My husband and me have three adult boy kitties all rescues (Smokey Joe, Little Bit and Sam) 6 yrs and 1 1/2 yr, and three foster kittens (Princess, Turbo and Nitro) that we rescued from this winter storm now. All doing great each of course has their own personality and attributes.
They are such a joy, and Sam Cat took to the kittens straightaway and watches, plays, bathes and cuddles them. He’s turned into Dad Cat! And he really sacks out with belly - up on the bed when he’s worn out (I’ll post a pic from my other phone).
Thanks so very much for your encouragement, it means greatly to me. God Bless you!
I will, and she was so smart, creative, talkative and downright silly when she played and scampered about with “Tiger”, a rescue that now lives with my husband’s Mom, youngest sister and hubby in Plano, TX.
God Bless, and thanks so very much to remind me of good times!
But someone abandoned 4 more kittens about a year and a half ago on the road in front of our house. Took them in. They are great, though different than the 1st four.
They don't take the place of the first 4, but they fill the void.
“and if indeed the Lord God grants the sweet, unconditional loving spirits of certain of His Creation in animal life to dwell in Heaven. I don’t know.”
I don’t know either, but a couple of things have happened with pets in our family that make me tend to believe that the Bible distinctly points out that “it is appointed unto man once to die, and then judgement”. Why point that out unless some things live on this earth over and over and over and God is making a distinction between them, and mankind.

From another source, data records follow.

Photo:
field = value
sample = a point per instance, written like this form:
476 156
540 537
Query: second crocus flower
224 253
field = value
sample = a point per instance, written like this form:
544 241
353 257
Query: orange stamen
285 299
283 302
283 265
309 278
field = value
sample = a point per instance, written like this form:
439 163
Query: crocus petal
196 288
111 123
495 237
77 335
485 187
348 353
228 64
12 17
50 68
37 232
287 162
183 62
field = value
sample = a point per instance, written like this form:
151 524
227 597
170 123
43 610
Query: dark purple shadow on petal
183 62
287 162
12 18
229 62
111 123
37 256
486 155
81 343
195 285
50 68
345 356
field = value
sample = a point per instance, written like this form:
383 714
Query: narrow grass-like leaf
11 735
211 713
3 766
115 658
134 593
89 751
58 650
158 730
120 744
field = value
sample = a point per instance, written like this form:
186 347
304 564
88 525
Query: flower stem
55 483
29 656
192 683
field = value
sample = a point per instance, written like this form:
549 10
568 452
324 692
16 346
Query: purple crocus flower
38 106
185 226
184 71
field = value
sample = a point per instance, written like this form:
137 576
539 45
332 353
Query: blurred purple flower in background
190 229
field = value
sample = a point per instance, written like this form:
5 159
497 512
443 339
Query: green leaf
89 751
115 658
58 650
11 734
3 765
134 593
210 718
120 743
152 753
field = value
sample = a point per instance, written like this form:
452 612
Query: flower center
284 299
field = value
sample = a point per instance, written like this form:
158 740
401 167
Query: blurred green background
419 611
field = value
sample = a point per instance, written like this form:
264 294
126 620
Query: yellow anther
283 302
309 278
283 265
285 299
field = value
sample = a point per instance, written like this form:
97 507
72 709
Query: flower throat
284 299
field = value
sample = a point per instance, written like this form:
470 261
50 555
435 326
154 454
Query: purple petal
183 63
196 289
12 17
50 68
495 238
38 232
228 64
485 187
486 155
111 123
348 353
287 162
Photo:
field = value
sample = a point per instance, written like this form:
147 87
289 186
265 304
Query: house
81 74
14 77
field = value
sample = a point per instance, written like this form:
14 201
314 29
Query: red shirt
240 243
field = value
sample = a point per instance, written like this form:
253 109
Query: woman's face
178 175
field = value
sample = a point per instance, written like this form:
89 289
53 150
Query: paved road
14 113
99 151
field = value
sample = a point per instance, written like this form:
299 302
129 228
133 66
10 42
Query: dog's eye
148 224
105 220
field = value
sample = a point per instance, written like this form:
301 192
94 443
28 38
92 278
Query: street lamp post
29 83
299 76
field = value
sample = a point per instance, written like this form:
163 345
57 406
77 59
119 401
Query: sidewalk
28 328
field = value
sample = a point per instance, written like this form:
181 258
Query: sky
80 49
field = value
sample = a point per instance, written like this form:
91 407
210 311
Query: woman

I’ve lost four dogs, but three were really my Mom and Dad’s (Lady a Brittany Spaniel, Blazer a Brittany, and Lucky—a Pekinese, Pomeranian and Chihuahua mix).
“Sheba” I rescued around 1999-2000 while working for the Postal Service. I put her in my car one night and just took her home with me, she was as gentle as a lamb, apparently had been well-trained but mistreated and dumped.
That wonderful Akita / Shepherd mix with a literal mane and beautiful brushy tan and blonde coat was probably the best companion and rescue dog I’d ever witnessed. She’d lie down when I or my mom stopped, sit, stay, and never barked unless she sensed danger or played with the cat.
But of her apparent abuse, she was terribly afraid of loud noises and lightning and thunder. She would run away again and again, would not stay within a large fenced yard, and then my parents were cited with a city warning when a neighbor reported she growled and made fight at her kids—who were throwing rocks at her. They were afraid of course, and knew no better apparently.
I looked into dog resues, and the nearest was in Colorado. I should have taken her there after arranging it. My parents would not have her indoors but I understood, I should have searched harder, moved into a property with 25 acres for her to do walkabout in, $400/ mo fixer-upper. Idiot me.
I decided to put her to rest. My heart broke.
But if she’s running and playing with all the other pups in a special place in Heaven, that is good. If not, that’s ok.
It was meant, for myself and all who have pets, to enjoy, learn from, and take care of. And to pass that experience of love on to others.
Thank you :)
Thank you so very much. My prayers are with you as well, as all of us are going through something. Dear Lord God, give her Your Peace.
Awesome Good Shepherd, that is so wonderful for us all! Amen!